Our comScore Gearing Up To Kick Ass And Take Names!
January 14, 2010 Leave a Comment

I just heard the former AOL’s Senior Vice President of Global Products, Eric Bosco who had left AOL two month ago, just joined comScore. Those of you my non-techi readers or not familiar with our comScore, they are a marketing research Reston, VA based company that provides marketing data and services to many of the Internet’s largest businesses.
I met Eric a few times during the networking events. So, I don’t personally know him, but I think he is a very nice guy and a smart engineer – nice to have him find a good gig in the DC area again! Eric will be comScore’s Chief Product Officer which is a newly created position. He will be overseeing their global product development efforts.

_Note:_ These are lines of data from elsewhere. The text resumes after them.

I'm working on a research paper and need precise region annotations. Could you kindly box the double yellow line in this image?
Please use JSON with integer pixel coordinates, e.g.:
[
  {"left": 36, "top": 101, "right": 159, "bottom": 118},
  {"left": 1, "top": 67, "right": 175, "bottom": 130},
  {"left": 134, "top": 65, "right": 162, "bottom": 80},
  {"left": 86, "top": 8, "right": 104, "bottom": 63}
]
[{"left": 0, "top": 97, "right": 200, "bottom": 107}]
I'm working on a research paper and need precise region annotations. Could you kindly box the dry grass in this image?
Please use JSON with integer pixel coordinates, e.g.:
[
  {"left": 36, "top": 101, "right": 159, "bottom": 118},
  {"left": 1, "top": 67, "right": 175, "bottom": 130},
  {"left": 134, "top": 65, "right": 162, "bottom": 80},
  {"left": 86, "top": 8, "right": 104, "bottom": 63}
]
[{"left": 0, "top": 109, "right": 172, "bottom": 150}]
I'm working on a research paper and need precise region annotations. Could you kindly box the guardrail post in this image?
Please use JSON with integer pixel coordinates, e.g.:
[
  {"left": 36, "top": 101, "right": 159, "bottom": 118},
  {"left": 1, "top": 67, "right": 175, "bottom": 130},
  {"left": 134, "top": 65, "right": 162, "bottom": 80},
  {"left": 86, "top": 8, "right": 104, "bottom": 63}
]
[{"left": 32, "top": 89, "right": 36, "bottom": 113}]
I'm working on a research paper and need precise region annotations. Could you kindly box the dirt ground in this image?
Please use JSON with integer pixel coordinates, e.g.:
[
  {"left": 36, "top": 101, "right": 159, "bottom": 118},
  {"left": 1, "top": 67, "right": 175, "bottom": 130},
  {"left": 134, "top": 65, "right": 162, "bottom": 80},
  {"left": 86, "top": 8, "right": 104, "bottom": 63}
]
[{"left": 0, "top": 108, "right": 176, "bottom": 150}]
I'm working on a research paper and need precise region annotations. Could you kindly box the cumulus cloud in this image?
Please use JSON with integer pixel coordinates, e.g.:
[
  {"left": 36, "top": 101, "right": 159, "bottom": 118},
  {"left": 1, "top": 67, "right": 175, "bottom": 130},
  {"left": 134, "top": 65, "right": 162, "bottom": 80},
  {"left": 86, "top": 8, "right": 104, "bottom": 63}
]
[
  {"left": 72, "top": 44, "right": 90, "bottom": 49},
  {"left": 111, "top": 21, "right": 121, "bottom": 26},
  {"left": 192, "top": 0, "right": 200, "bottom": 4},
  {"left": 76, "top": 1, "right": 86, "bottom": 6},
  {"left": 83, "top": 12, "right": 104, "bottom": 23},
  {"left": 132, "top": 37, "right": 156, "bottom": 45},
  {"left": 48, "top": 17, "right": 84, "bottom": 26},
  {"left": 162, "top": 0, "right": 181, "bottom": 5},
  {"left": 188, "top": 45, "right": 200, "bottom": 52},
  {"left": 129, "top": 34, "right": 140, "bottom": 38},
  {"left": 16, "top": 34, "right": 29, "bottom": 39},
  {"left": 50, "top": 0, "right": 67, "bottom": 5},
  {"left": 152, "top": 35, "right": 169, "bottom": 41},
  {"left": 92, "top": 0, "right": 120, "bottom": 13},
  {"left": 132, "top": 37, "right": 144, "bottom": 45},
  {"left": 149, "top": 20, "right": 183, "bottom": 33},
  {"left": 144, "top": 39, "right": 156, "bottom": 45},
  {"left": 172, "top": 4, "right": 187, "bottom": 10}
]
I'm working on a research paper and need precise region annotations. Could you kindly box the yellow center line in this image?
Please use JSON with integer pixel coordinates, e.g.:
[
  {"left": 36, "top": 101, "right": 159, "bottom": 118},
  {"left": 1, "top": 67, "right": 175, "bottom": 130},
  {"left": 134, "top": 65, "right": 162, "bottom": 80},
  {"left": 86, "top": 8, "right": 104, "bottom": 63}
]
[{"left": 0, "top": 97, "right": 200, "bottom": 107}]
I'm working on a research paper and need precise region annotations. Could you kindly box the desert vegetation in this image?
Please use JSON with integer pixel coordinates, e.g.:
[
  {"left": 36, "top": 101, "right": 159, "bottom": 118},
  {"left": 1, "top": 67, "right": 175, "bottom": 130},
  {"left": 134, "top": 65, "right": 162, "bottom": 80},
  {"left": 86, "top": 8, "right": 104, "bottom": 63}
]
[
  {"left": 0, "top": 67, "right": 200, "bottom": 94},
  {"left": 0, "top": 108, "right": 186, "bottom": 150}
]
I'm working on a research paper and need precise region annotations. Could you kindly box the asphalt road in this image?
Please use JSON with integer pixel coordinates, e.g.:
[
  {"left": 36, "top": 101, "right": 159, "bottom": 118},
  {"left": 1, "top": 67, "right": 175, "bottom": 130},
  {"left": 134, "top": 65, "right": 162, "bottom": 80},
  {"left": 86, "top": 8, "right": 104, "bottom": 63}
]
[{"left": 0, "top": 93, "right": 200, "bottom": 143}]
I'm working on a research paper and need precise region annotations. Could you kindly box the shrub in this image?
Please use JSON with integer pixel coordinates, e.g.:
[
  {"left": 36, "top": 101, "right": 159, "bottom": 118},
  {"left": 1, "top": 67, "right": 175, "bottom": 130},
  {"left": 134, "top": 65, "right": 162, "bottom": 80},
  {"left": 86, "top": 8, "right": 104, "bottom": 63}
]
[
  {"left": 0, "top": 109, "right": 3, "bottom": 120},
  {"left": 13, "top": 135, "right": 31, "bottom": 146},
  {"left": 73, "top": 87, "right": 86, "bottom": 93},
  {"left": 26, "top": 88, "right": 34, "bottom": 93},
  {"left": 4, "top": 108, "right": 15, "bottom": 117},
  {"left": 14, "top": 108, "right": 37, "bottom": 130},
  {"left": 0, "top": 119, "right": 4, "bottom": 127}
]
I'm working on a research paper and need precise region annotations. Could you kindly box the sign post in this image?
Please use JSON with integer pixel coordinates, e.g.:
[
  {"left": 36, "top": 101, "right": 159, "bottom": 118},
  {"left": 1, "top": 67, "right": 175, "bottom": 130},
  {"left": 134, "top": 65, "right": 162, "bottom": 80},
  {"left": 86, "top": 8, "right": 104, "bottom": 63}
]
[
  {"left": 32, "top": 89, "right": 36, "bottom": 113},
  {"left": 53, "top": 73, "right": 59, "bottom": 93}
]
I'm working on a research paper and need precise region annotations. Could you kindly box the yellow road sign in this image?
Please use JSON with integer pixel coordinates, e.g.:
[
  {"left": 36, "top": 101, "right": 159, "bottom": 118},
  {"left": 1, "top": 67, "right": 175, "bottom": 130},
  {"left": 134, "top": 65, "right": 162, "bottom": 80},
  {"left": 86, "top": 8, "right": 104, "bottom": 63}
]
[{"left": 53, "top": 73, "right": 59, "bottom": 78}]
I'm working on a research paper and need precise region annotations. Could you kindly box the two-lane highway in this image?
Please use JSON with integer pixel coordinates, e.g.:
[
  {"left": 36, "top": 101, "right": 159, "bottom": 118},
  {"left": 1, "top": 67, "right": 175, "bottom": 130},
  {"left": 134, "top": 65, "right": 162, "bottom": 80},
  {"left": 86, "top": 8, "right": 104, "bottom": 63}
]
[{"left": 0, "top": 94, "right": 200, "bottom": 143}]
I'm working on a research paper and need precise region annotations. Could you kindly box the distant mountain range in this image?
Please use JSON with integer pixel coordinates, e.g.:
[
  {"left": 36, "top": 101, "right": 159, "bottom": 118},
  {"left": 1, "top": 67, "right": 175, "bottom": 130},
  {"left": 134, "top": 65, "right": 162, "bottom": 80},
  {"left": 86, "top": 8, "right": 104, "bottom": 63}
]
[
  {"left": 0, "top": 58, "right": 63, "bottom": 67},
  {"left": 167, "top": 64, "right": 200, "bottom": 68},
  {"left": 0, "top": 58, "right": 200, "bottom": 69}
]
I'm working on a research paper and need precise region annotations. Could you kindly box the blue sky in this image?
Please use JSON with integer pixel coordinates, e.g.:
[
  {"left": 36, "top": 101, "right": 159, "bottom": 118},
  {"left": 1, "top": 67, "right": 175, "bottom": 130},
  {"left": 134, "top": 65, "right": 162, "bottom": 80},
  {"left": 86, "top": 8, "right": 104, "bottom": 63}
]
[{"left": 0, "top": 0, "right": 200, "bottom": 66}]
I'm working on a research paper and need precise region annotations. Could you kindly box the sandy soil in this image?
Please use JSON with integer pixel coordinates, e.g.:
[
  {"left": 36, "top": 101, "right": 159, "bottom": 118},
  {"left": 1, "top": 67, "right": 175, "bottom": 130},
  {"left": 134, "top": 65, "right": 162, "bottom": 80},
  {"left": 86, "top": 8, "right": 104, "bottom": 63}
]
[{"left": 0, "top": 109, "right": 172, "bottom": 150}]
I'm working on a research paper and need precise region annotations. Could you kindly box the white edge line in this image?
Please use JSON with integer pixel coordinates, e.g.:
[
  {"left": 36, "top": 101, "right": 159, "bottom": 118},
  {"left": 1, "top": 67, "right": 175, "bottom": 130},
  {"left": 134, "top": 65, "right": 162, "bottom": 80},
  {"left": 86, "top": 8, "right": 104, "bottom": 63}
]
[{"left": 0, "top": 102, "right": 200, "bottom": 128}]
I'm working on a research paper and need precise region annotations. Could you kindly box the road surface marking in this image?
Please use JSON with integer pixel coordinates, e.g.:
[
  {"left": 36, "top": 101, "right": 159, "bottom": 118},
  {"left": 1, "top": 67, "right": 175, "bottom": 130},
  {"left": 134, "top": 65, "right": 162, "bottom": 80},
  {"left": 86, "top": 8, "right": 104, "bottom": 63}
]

He was with AOL for over 13 years and he really kicked ass while with them. He created the AOL Instant Messaging. He wrote most of the AIM backend software. He was also responsible for managing all of AOL’s community and communications products including AIM, Email, Chat, Blogs, Wireless and Telephony as VP, Community and Communications Engineering.
As for his new position, I wish him luck. He needs a lot of that. He is up against many tough competition including GOOGLE!
The way Google Trends, Compete, Hitwise, Alexa, and Quantcast who recently raised about $27 m from Cisco, going and rolling out new products, I hope Eric’s move doesn’t turn out to be a move from one sinking boat to another one.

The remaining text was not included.